As a child I loved to play with fire.

We had burn barrels on the farm where we would burn all of our garbage.

Once it caught on and engulfed the barrel.

It was alive, and the flames would grow, shrink, wave back and forth and dance to its own music.

It had a mind of its own, and because of that I was so afraid of fire.

Our school would hold fire safety prevention week where the firemen would come in and talk to us about smoke detectors and escape plans in case of a fire.

I would have nightmares for a week.

When I got married, bought a house, and had children of my own, I would have full blown panic attacks if I was at home alone with the children at night.

With my fight or flight in full effect I would be in a cold sweat, sick to my stomach and shaking like a leaf the whole time spinning thoughts around in my head about how I couldn’t save everyone and escape if we were all asleep.
I knew at a certain point the fire couldn’t be controlled.

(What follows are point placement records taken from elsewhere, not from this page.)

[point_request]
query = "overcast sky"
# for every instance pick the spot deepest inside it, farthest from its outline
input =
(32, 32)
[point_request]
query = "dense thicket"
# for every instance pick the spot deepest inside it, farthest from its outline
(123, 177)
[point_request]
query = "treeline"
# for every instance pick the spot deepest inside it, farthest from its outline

I wasn’t coddled by my husband which seemed so awful to me at the time.

I was at home often by myself with the kids at night.

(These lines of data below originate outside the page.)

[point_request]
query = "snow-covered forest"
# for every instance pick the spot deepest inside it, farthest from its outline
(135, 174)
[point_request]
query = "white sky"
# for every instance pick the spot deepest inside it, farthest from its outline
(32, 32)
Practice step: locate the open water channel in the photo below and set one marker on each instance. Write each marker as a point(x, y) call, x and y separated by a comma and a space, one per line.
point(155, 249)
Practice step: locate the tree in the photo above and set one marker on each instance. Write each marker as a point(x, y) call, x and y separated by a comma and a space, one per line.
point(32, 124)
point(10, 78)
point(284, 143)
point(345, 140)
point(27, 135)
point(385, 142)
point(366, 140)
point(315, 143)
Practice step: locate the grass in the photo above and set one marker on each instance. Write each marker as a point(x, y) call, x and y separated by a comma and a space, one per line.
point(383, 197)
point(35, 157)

The more I was home alone, the more success I had at being home alone and keeping everyone alive.

Slowly I began to realize there wasn’t going to be a fire, and it wasn’t likely to engulf my house.

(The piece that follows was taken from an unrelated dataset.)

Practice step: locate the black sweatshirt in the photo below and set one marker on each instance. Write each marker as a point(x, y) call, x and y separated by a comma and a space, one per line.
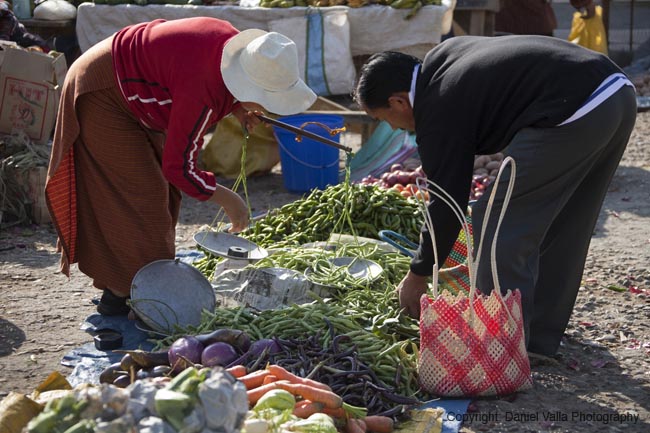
point(473, 94)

I had been forced to face my fear.

It wasn’t easy.

It wasn’t fun.

It wasn’t even my choice.

What I wanted was for someone else to protect me.

But it was the best thing in the world for me.

The world isn’t as scary as it seems.

When I see someone with crippling anxiety, I remember those monsters.

I know how the stories in our head can become larger than life, even if they aren’t rational.

I’ve learned that the only way through it, is through it.

One success build on another and another until you have a new story to tell yourself.

My preferred lifestyle is to now be at home alone with my kids every night.
Had I not ever dealt with that fear, I don’t know where I would be.

When you get to the other side, it’s never as bad as you thought.

What is your fear and how is it holding you back?